Very excited to announce a new paper on “the predictability of literary translation” as part of the NLP4DH workshop proceedings.

Translation plays an important role in the international circulation of stories and ideas. Translations allow for the more widespread circulation of writing that would otherwise be hindered by global language differences. As such, translations can provide insights not only into the global commerce of ideas, but also the ways in which local regional cultures represent world cultures through their selection of works for translation.

Prior work in computational linguistics has shown that translations are detectable through distinctive linguistic features due to the cognitive pressures on authors moving between languages (often called translationese). We wanted to test whether translations also function more like a literary genre, focusing on distinctive topics or themes that introduce novel experiences into target language literatures.

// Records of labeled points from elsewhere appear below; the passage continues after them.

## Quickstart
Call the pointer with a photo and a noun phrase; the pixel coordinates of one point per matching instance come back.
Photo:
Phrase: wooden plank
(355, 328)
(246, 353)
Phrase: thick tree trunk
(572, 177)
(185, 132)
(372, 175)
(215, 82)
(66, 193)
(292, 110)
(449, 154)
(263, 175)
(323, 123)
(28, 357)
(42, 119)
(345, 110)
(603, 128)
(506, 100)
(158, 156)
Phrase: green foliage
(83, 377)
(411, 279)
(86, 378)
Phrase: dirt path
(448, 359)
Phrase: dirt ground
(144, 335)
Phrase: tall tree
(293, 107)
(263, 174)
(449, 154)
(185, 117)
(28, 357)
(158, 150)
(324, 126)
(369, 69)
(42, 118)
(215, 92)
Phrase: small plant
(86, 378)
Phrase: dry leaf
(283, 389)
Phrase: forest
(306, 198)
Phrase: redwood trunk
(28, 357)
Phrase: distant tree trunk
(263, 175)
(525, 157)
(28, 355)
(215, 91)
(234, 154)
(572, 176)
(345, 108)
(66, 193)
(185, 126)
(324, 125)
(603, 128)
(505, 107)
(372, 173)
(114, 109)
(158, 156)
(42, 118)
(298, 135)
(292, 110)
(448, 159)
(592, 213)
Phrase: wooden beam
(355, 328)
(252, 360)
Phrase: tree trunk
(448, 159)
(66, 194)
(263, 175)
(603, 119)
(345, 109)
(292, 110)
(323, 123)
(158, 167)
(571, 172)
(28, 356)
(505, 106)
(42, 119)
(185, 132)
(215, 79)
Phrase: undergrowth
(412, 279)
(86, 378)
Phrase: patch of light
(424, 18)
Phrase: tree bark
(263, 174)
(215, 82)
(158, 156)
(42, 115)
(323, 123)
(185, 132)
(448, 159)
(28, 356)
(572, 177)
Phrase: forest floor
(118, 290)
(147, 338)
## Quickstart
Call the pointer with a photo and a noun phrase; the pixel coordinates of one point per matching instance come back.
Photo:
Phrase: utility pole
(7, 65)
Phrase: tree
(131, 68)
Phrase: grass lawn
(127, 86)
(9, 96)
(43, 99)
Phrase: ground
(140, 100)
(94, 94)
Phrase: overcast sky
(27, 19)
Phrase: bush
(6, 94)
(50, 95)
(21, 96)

To do so, constructed a parallel corpus of ~ 21,000 documents drawn from the Hathi Trust Digital Library split between fiction originally written in English and translations of fiction into English from over 120 different languages. Our goal was to test whether we could build a classifier to predict translations based only on content words (not translationese) while masking geographically distinct words (like Paris, Sir, Madame, etc.).

We found that representing our documents using a topic model with geographic words removed still allowed for very high levels of predictability. Not only did translations exhibit distinctive topics, but we also found that the translations’ region of origin was also predictable with a good degree of accuracy (see Table below).

This suggests to us that translations do indeed serve as a literary genre introducing novel narrative experiences into target literary cultures. While the topic of future work, initial inspection of the data suggests that the thematic distinctiveness of translations are strongly driven by regional stereotypes. More work to come!

Fig. 2 Results of our classification tasks. T = Translations, O = Originals. For our regional tests we ran two tasks, one binary on European translations compared to the rest of the world (Non) and then a four-way task on the four regions listed.